De resto, parte do investimento "filantrópico" da SEAS serve mais à Igreja do que à malta. Drenam-se recursos, por exemplo, para o Instituto Santo Inácio, escola de formação de padres situada em Belo Horizonte. Ou para a Vila Fátima, uma chácara que abriga, nos arredores da capital mineira, uma casa de retiros espirituais e encontros religiosos.
Há também a Casa da Juventude em Goiânia, voltada à "promoção da juventude", seja lá o que isso signifique.
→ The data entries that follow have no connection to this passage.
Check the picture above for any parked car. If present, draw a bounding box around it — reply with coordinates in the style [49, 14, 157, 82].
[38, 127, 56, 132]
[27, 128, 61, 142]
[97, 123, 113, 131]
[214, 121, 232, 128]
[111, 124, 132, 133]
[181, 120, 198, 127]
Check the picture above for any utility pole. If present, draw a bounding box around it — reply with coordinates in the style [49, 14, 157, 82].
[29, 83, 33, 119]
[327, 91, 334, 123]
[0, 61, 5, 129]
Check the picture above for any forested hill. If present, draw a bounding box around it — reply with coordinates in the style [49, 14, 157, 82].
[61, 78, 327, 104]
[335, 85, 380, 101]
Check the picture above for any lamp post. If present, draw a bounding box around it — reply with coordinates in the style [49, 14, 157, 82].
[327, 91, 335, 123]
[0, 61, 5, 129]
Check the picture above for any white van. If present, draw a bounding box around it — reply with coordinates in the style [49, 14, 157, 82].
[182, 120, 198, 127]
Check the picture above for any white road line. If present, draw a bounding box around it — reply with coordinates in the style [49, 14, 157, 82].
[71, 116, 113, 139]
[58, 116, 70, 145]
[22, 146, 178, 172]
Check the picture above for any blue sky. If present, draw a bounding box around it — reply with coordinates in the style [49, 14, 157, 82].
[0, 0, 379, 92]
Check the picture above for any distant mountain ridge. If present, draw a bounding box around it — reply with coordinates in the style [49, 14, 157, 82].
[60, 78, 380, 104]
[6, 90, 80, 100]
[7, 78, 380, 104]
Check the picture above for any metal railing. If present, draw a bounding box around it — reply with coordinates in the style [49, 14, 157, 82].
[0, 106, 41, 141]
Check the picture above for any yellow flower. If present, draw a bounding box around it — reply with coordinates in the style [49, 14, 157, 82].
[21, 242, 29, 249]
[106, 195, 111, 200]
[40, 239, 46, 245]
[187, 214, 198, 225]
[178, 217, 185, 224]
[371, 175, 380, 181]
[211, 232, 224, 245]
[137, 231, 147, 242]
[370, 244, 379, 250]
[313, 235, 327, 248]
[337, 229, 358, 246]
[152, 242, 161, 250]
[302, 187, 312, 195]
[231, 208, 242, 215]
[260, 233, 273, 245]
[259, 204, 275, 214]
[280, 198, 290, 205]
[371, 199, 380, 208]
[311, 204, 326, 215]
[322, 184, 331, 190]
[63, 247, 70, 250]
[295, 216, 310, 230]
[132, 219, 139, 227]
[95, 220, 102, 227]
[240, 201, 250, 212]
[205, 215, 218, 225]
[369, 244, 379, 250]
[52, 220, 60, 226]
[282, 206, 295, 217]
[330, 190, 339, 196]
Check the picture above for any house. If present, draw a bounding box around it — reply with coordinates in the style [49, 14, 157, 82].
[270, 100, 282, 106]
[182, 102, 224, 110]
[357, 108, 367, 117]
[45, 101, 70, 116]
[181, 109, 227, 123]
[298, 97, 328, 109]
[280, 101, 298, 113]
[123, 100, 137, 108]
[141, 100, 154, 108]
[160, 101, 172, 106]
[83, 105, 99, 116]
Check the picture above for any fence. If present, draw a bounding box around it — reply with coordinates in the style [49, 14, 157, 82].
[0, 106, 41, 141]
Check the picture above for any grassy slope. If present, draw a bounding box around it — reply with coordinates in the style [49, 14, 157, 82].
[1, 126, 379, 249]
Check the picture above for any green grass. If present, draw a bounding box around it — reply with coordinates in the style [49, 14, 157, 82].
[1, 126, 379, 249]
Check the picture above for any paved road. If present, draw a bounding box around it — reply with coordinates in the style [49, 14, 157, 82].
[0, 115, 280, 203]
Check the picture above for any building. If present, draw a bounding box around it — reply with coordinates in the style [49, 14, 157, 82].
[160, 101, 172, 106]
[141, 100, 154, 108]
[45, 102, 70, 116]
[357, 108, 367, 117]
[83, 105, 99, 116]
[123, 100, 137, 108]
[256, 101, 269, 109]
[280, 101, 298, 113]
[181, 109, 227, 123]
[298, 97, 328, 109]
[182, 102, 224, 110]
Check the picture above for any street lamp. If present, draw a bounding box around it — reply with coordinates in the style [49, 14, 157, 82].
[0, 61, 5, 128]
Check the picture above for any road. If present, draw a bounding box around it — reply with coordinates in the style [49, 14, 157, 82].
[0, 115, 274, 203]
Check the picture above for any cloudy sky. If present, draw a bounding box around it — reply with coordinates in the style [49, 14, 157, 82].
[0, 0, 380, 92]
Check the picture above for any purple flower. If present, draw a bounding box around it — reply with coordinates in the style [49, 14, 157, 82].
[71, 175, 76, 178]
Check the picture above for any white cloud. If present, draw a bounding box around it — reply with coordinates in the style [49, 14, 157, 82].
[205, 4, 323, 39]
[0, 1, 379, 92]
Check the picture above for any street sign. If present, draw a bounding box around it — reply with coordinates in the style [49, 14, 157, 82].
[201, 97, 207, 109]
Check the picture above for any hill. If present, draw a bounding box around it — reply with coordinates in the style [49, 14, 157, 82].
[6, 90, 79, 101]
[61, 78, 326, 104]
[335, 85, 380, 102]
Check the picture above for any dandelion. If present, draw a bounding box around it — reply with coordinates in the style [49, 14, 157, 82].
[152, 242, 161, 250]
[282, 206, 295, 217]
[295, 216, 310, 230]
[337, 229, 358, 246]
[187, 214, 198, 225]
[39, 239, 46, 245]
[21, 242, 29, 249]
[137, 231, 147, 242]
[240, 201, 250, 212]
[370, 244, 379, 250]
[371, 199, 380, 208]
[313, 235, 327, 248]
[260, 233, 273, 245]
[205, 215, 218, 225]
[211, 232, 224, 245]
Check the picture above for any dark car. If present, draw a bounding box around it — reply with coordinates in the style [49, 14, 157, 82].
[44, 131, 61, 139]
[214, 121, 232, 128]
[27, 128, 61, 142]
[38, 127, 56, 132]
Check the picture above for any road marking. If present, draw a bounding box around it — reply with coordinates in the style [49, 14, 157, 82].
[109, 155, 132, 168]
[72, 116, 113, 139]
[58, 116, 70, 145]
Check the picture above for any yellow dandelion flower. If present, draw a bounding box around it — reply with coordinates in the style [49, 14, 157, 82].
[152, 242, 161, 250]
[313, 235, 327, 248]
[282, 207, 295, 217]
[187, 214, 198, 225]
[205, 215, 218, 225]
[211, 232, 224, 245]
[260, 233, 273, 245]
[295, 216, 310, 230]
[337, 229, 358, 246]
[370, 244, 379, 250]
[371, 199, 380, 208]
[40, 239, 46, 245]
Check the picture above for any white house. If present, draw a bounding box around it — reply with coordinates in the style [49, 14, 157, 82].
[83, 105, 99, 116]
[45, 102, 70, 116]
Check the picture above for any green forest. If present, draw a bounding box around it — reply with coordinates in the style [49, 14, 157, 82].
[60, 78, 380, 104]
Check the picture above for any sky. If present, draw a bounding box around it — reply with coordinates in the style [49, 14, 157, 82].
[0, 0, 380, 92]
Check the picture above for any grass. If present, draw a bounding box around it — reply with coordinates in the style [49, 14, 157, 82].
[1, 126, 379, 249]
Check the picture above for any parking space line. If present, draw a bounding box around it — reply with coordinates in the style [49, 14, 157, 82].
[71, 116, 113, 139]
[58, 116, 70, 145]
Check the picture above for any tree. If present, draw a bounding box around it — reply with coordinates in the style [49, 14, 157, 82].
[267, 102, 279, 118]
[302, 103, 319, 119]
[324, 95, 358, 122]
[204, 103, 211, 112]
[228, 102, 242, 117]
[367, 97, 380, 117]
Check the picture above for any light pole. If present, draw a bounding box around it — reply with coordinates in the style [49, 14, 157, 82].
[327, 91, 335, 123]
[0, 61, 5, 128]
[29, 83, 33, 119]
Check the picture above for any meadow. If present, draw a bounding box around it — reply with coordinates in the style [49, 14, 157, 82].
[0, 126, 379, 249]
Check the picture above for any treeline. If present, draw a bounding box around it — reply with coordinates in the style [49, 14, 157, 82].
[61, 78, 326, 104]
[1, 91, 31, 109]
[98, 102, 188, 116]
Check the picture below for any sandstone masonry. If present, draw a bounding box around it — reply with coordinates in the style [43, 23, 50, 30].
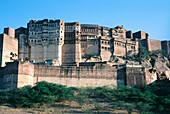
[0, 18, 169, 89]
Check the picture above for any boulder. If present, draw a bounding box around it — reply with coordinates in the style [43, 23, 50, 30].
[141, 59, 152, 68]
[111, 56, 126, 64]
[153, 56, 169, 74]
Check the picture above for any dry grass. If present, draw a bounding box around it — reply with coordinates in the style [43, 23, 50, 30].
[0, 99, 140, 114]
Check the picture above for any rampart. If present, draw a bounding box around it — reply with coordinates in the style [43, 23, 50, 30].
[34, 65, 120, 87]
[149, 39, 162, 51]
[0, 61, 157, 90]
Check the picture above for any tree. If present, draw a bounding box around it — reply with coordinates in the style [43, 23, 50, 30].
[138, 46, 150, 62]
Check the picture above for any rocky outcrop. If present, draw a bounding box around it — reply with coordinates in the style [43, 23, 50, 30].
[141, 59, 152, 68]
[165, 69, 170, 79]
[140, 54, 170, 80]
[152, 56, 169, 74]
[126, 60, 139, 65]
[82, 56, 102, 62]
[111, 57, 126, 64]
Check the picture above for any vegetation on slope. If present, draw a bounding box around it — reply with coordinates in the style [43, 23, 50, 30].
[129, 46, 169, 62]
[0, 81, 170, 113]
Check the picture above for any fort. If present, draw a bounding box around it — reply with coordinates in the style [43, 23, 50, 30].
[0, 19, 169, 90]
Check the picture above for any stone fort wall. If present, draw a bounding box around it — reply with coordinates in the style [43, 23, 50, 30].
[33, 64, 123, 87]
[1, 61, 157, 90]
[149, 39, 162, 51]
[140, 39, 163, 52]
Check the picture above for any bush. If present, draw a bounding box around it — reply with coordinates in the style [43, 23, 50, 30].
[114, 86, 157, 104]
[111, 101, 134, 113]
[94, 102, 103, 113]
[138, 46, 150, 61]
[129, 54, 138, 61]
[9, 81, 74, 108]
[76, 94, 88, 108]
[92, 86, 115, 101]
[75, 87, 93, 107]
[0, 82, 169, 113]
[34, 81, 74, 102]
[151, 49, 167, 57]
[137, 102, 151, 113]
[0, 89, 8, 104]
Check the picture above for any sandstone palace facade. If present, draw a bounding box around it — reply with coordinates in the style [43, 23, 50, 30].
[0, 19, 169, 89]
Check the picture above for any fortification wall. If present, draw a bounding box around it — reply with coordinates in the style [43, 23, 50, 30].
[2, 62, 19, 90]
[125, 65, 145, 86]
[2, 61, 35, 89]
[149, 39, 162, 51]
[34, 65, 125, 87]
[140, 39, 151, 51]
[17, 62, 34, 88]
[1, 61, 156, 89]
[1, 34, 18, 67]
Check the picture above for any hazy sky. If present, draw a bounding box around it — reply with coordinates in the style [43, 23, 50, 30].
[0, 0, 169, 40]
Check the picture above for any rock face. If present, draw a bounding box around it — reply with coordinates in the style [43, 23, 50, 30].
[153, 56, 169, 75]
[165, 69, 170, 79]
[82, 56, 101, 62]
[141, 59, 152, 68]
[140, 54, 170, 80]
[111, 57, 126, 64]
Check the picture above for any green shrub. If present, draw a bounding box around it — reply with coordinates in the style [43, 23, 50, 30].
[111, 101, 126, 110]
[34, 81, 74, 102]
[0, 89, 8, 104]
[151, 49, 167, 57]
[129, 54, 138, 61]
[94, 102, 103, 113]
[2, 82, 169, 113]
[92, 86, 115, 101]
[9, 86, 35, 107]
[137, 102, 151, 114]
[138, 46, 150, 61]
[111, 100, 135, 113]
[153, 96, 170, 112]
[114, 86, 157, 104]
[124, 103, 135, 114]
[9, 81, 74, 108]
[83, 109, 93, 114]
[74, 87, 92, 107]
[76, 94, 88, 108]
E ainda um Centro Cultural em Brasília, que promove cursos de formação espiritual e religiosa frequentados inclusive por parlamentares.
Em defesa da SEAS, o padre Bahige Schahin, um dos procuradores da entidade, diz: "No instante em que renovou o nosso certificado de filantropia, o CNAS fez publicar no "Diário Oficial", em 23 de dezembro de 1997, decisão que concluía que aplicamos em gratuidade 20,1% da receita bruta. Agora estão questionando. Mas nós fazemos, não tenha dúvidas".
O embate entre Gilson Dayrell e João Donadon, os dois conselheiros governistas do CNAS, gerou uma nova visita do INSS aos livros da SEAS. Uma espécie de prova dos nove, ainda em curso. "Não vão achar nada de errado", diz o padre Schahin.
A TV brasileira não sabe o que está perdendo. Transformado num show à "Big Brother", o CNAS seria campeão de audiência. É pena que sejam sonegadas ao público cenas como o barraco armado entre Dayrell e Donadon, em que o governo sai no tapa consigo mesmo.
Entrada em anos, a trupe do CNAS, que inclui até uma veneranda freira, não tem muito a oferecer em termos de músculos e glúteos. Ainda assim, sabendo-se patrocinador da fuzarca, o contribuinte não perderia nenhum lance.
Aos poucos, o conselho social da Previdência vai assumindo ares de desnecessário levado longe demais. Será divertido ver até onde FHC vai permitir que o lodo escorra.